The transport ministers of the EU countries want to make European roads safer and introduce new driving license requirements. On Monday they will meet in Brussels so that they can solidify their position and begin the crucial negotiations with the European Parliament.

The rules originally proposed by the EU Commission have already made headlines in Germany, with some fearing that older people will be required to undergo medical checks in the future.

However, it is currently unrealistic for this to happen. Federal Transport Minister Volker Wissing (FDP) had already made it clear that he rejected mandatory health checks for seniors. At the same time, the Commission’s proposal gives EU countries freedom and generally allows such mandatory examinations. So national governments have free choice.

The likelihood that the EU states will want to change something and demand compulsory examinations is correspondingly low. In many European countries such as Ireland, Luxembourg or the Netherlands, examinations are necessary from a certain age, as shown by the European Transport Safety Council (ETSC) organization from 2021.

New rules for seniors over 70?

However, there could be changes to the Commission proposal in other details. In March, the EU Commission proposed that driving licenses for people over 70 should be renewed every five years. You should either complete a self-assessment of your ability to drive or undergo a medical examination. Theoretically, the validity period and requirements in this regard can be changed.

Accompanied driving and digital driving license

In addition to dealing with older drivers, there are other changes on the agenda. Accompanied driving could become standard across the EU at the age of 17 and also be extended to trucks. A probationary period could also become standard throughout the EU in the future.

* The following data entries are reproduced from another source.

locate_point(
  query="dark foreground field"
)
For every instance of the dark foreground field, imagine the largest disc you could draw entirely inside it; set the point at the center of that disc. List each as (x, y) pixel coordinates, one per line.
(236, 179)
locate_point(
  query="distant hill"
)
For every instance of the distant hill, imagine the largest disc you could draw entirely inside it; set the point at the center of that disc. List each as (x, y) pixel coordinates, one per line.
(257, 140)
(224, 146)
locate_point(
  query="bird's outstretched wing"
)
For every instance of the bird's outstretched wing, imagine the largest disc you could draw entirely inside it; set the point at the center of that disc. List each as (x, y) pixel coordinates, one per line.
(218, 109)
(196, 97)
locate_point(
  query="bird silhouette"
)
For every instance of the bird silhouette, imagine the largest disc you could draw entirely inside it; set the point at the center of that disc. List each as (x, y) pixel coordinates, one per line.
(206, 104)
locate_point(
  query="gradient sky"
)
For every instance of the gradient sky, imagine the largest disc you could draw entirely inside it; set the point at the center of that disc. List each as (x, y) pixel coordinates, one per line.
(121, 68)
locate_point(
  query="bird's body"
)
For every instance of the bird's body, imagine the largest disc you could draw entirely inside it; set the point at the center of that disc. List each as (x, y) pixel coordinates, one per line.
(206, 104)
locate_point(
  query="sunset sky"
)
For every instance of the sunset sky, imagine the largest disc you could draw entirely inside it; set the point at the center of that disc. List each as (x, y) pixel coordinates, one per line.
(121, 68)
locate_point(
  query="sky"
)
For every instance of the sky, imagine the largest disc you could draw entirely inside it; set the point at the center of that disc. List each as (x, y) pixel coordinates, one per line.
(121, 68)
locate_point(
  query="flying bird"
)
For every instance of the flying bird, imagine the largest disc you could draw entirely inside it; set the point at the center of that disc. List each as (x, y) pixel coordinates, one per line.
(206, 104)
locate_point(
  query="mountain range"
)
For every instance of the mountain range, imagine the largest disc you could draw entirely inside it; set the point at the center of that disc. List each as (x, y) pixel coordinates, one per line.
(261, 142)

The EU Commission’s proposals also indicated that, under certain conditions, heavier mobile homes could be driven with a car driving license than before. A digital driving license for mobile phones is also under discussion.

Once the EU states have agreed on a position, the project still has to be negotiated with the European Parliament, which is also involved in the legislation. There could still be some disputes in these negotiations. Karima Delli, the MP responsible for the transport committee, had called for controversial tightening measures.

However, it is currently not foreseeable that the Green politician will prevail with proposals such as mandatory medical checks, significant restrictions for novice drivers or stricter speed limits. Parliament has not yet decided on its position. There will likely be a first test of sentiment on Thursday when Parliament’s Transport Committee votes on the reform of the driving license directive.